Today is the one year anniversary of the day of the big layoff of the Nu Skin creative group. One year ago today, at about 10:30 AM I got the phone call to go to the conference room. At the time, to be honest, I was actually a little bit relieved. By the time they called me in, I wanted to be laid off. They had started with the managers, and after 10 or 15 people, I was pretty sure that the department as I knew it would no longer be the family it had always been for me. I knew that it would be a depressing place to work without all of those lovely people surrounding me. We were all praying to get that call so as not to deal with the aftermath.

Don't get me wrong. . . I was scared. It was the only real, grown up job I had ever had. I had started the same week I graduated from college and was there for 7 years. There was a big part of me that wondered if anyone else would ever hire me. I had fallen into the job at Nu Skin almost by accident and it turned out to be something I really liked doing. And better than that, it was something that I was good at. . . but could I translate that skill set to another job? Were there really job openings out there for people like me? Were there Digital Asset managers in other companies? And most importantly, were there jobs like that in Utah, in close enough proximity that I wouldn't have to sell the house I had so recently purchased? What would happen next?

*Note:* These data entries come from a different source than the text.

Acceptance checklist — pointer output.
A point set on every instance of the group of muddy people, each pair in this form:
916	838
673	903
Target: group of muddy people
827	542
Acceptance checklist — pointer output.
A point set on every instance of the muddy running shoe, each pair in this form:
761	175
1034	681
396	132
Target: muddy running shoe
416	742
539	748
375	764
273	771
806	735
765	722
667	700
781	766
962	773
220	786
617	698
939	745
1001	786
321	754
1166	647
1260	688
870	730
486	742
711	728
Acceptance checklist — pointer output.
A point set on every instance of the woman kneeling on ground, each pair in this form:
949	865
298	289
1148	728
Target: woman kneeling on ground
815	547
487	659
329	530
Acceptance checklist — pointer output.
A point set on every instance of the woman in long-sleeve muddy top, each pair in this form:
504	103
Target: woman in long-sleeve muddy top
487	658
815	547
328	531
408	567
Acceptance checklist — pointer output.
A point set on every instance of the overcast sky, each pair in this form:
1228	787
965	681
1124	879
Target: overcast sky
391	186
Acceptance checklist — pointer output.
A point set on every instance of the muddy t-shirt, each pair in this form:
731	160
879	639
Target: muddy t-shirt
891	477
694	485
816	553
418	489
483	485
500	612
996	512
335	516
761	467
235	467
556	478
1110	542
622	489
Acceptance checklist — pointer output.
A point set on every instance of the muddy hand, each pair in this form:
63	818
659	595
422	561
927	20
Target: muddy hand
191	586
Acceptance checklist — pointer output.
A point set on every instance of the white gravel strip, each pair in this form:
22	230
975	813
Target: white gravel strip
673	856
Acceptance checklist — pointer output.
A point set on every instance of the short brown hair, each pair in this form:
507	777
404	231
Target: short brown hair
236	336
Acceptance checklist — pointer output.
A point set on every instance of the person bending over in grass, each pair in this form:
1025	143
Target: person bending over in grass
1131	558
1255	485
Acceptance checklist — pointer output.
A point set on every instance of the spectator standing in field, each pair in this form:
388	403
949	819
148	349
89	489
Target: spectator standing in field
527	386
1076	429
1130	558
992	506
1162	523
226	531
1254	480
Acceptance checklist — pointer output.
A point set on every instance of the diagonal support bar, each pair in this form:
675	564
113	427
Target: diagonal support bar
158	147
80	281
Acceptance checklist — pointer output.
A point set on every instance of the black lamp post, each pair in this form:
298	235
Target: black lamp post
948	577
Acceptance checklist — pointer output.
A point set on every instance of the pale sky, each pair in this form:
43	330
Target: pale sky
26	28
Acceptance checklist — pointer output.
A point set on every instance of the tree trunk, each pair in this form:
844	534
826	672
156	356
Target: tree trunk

If you've never been laid off, it's impossible to describe the feeling of suddenly being set free on the world with nothing to do. I had spent 7 full years getting up in the morning and going to work. It had become such a habit that I didn't know what to do with myself without it. For the first week or two I still had a play to do in the evenings, but I found myself wandering pretty aimlessly during the day. I had no idea what to do with myself. Nu Skin had been very generous with our severance packages, so I wasn't in a state of panic about finding a job just yet, although it tugged at the back of my mind when I'd stop for a minute. I felt simultaneously like the slightly guilty kid skipping school and someone without any purpose at all.

A few days after the lay offs, we got together for breakfast. In all, around 35 of us had lost our jobs that day. There were only 6 or 7 left in the whole department. I don't think there were more than 3 or 4 missing from that big group that first day. We overflowed the Village Inn while we ate and talked and swapped information so that we never lost contact. We had lunch a week later, and then two weeks. . .

It has become a tradition that happens slightly less often now. Most everyone has found other work, moved on. . . some to other states, so our group is smaller when we get together. But we still find each other. We still swap Christmas cards and emails and wedding announcements. We still keep in touch with that family.

Today, we gathered for an anniversary lunch, and the crowd was bigger than it's been in a long time. There were a few noteable exceptions, but almost everyone was there. We filled two long tables at Thai Chili Garden and talked and laughed together as if it hadn't been a year. We filled each other in on our lives as they are now, swapped business cards, and family stories. It was a great time.

As much as I like my current job and my co-workers, I miss that crowd every day. I will always consider them family, no matter how many of these anniversary lunches pass.